Shinto shrine in Hamana-ku, Hamamatsu, Shizuoka Prefecture, Japan

Iinoya-gū (井伊谷宮, Iinoya-gū) is a Shinto shrine in Hamana-ku, Hamamatsu, Shizuoka Prefecture, Japan. It was established in 1872, and its main festival is held annually on September 22. It is one of the Fifteen Shrines of the Kenmu Restoration.

==History==
Iinoya-gū is dedicated to the deified spirit of Prince Munenaga, the fourth son of Emperor Go-Daigo, who died on this location in 1385. Munenaga was appointed as Shogun by his father, and fought on behalf of the Southern Court against Ashikaga Takauji. Long after the establishment of the Muromachi shogunate and Munenaga refused to accept defeat and continued his resistance in the mountains of Tōtōmi and Shinano Provinces until his death.

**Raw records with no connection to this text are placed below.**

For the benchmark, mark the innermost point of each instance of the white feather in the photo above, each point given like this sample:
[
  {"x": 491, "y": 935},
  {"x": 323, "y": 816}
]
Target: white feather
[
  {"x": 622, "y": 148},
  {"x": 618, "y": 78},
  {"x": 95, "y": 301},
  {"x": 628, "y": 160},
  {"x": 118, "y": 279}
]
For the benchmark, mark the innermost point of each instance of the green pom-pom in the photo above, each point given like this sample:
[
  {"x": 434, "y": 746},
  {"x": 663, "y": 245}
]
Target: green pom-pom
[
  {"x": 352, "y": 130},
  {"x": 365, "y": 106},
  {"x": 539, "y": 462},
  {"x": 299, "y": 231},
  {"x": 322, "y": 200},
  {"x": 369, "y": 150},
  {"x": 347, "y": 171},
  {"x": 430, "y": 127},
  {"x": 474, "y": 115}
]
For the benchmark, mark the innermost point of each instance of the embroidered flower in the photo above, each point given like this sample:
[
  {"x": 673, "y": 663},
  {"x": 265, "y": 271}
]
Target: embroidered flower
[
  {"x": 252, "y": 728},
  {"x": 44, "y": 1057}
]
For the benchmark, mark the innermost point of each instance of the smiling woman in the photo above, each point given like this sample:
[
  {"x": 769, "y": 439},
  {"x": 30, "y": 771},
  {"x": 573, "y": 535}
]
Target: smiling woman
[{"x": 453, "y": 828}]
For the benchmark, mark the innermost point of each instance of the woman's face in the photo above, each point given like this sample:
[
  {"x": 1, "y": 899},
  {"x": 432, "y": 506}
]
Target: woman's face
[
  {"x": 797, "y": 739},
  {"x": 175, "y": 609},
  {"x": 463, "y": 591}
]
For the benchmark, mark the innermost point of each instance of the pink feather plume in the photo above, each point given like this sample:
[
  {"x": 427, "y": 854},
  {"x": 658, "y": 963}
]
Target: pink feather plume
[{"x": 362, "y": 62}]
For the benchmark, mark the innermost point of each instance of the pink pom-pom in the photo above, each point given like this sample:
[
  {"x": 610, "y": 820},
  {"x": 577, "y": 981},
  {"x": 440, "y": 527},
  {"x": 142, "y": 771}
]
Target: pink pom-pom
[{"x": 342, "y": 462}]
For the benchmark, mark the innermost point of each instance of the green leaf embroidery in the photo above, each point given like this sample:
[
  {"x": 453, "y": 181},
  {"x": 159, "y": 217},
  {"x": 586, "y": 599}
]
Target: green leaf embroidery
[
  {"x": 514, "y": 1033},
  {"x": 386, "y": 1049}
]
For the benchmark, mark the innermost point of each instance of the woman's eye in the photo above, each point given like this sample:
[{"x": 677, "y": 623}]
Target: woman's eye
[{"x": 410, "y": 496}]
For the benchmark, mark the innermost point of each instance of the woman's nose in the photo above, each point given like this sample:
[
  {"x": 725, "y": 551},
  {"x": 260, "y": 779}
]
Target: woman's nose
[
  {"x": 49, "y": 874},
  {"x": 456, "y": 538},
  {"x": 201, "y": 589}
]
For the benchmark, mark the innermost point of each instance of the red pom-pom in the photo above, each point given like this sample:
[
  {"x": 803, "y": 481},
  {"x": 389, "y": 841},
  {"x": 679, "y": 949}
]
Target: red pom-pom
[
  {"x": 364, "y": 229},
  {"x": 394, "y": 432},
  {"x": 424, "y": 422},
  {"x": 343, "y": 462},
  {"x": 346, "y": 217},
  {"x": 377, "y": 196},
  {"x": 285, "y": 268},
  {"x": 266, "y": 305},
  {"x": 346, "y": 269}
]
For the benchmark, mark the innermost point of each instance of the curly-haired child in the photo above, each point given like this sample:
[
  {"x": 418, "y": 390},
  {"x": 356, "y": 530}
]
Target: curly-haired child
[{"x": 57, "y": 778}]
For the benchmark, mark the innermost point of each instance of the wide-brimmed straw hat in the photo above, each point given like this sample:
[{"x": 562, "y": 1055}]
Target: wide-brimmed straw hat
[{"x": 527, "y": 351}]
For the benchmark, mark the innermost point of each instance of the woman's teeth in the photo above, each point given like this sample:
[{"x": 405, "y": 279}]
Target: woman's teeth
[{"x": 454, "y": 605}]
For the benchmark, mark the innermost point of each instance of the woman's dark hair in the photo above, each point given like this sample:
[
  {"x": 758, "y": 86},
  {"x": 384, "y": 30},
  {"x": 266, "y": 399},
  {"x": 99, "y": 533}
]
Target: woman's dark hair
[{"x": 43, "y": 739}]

Following the Meiji restoration, the new Meiji government wished to propagate a sense of loyalty to the Imperial family of Japan and to emphasize the legitimacy of the Southern Court. The former daimyō of Hikone Domain, Ii Naonori brought the site of Prince Munenaga's grave to the attention of the authorities. The grave was located in Ii-no-ya valley, which also happened to be the ancestral home of the Ii clan. Construction on a shrine began in 1870 and the building was completed in 1872.

In 1873, the shrine was given the rank of (官幣中社, kanpei-chūsha), or imperial shrine of the second rank, in the Modern system of ranked Shinto Shrines under State Shinto.